See [examples/minimal_subscriber.py](examples/minimal_subscriber.py) for the complete runnable file, [docs/api_friction_audit.rst](docs/api_friction_audit.rst) for the regression baseline, and [docs/examples.rst](docs/examples.rst) for the walkthrough.
> Component + node definition: **24 lines** (regression baseline — see
> [`docs/api_friction_audit.rst`](docs/api_friction_audit.rst)).
## Publisher and subscriber examples
Run the publisher and observe activation gating:
```bash
uv run python examples/minimal_publisher.py
# in another terminal:
ros2 lifecycle set /publisher_demo_node configure
ros2 lifecycle set /publisher_demo_node activate
ros2 topic echo /chatter
```
Messages appear only after `activate`. Deactivation stops them.
For the subscriber path, use the quickstart above or the full example walkthrough in [docs/examples.rst](docs/examples.rst).
## Public API overview
All exported symbols and their stability levels are documented in [ROADMAP.md](ROADMAP.md#public-api-and-extension-model).

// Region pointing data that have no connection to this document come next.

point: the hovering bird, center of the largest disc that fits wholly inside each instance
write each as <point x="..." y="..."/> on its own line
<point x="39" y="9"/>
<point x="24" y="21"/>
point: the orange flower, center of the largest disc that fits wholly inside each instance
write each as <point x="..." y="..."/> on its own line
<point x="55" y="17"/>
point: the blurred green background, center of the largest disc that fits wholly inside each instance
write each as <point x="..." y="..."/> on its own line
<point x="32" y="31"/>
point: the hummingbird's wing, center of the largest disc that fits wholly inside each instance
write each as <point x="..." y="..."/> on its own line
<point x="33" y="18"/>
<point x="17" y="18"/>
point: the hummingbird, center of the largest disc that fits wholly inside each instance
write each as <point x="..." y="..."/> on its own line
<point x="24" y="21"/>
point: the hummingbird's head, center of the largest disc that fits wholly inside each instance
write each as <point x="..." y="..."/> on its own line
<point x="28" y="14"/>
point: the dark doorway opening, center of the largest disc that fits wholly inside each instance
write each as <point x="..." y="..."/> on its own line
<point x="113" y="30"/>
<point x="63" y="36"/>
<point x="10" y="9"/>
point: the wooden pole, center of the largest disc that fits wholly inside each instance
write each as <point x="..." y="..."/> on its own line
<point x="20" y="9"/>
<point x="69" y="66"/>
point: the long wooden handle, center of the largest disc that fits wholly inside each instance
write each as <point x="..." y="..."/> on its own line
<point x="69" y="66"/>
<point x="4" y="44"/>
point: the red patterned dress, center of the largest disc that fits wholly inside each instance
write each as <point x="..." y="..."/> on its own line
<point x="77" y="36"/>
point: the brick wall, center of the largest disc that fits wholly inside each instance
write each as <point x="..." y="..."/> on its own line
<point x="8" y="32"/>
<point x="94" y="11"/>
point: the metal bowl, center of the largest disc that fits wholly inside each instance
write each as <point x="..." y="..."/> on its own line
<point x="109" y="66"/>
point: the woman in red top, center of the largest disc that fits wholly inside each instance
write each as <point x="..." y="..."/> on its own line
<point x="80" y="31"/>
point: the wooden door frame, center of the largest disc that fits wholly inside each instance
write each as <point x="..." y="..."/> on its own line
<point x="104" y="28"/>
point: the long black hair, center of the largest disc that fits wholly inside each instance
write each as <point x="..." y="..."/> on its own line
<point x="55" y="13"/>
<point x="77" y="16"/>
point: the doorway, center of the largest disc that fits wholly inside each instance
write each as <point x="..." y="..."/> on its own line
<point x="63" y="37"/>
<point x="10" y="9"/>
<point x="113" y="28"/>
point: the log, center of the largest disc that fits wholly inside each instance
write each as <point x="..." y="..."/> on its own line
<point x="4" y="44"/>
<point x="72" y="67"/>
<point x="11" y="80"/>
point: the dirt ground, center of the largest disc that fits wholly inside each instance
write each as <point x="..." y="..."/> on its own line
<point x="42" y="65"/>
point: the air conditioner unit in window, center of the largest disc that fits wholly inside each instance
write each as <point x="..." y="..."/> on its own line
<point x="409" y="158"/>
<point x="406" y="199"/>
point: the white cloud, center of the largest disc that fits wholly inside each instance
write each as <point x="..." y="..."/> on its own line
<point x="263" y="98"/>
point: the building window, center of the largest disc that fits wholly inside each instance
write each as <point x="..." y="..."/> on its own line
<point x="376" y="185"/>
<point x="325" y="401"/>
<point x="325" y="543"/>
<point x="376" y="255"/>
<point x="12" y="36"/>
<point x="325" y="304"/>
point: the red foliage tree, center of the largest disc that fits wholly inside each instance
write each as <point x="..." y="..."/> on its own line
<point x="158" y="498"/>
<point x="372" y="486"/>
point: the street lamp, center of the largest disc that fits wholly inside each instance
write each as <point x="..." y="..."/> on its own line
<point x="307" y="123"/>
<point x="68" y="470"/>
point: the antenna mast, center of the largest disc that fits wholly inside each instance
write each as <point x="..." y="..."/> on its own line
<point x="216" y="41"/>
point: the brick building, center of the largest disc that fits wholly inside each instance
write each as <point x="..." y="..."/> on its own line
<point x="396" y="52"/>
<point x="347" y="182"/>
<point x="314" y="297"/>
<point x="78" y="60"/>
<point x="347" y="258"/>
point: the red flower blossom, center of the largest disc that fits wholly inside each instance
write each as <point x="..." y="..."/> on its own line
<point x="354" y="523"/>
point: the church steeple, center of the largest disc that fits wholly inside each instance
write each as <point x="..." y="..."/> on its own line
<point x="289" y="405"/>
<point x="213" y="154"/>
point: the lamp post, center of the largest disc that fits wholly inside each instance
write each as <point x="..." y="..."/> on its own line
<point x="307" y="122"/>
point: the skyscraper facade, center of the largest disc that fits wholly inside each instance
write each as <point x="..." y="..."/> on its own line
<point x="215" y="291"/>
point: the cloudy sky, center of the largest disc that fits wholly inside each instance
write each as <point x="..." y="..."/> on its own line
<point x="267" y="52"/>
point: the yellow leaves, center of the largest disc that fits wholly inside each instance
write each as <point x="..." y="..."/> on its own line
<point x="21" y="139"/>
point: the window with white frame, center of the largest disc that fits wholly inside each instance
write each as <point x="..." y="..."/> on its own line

The extension model and API buckets are defined in [docs/architecture.rst](docs/architecture.rst) and [docs/api.rst](docs/api.rst).
## Current limitations
- the public API is in the `0.x` series — experimental stability level; minor bumps may include breaking changes
- companion examples repository `lifecore_ros2_examples` is *planned — not yet published*; see `ROADMAP.md` for scope and the first applied example (sensor-fusion pipeline)
## License
This project is licensed under the Apache-2.0 License — see [LICENSE](LICENSE).
## Documentation
Documentation: https://apajon.github.io/lifecore_ros2/
Full documentation lives under `docs/` and is built with Sphinx:
```bash
uv sync --extra dev --group docs
uv run --group docs python -m sphinx -b html docs docs/_build/html
```
Key pages:
- `docs/getting_started.rst` — setup and validation commands
- `docs/architecture.rst` — lifecycle design rules, error policy, member conventions
- `docs/patterns.rst` — recommended patterns and anti-patterns
- `docs/testing.rst` — reusable lifecycle test fakes, fixtures, assertions, and helpers
- `docs/migration_from_rclpy.rst` — before/after comparison with raw rclpy
- `docs/api.rst` — generated API reference
- `docs/examples.rst` — example walkthroughs
## Versioning
Versioning uses Conventional Commits and python-semantic-release. Preview the next version:
```bash
uv run --group release semantic-release version --print
```
Release (version commit + tag, skip hosted release if no token):
```bash
uv run --group release semantic-release version --no-vcs-release
git push origin main --follow-tags
```
See [ROADMAP.md](ROADMAP.md#versioning-strategy) for promotion-to-1.0.0 criteria.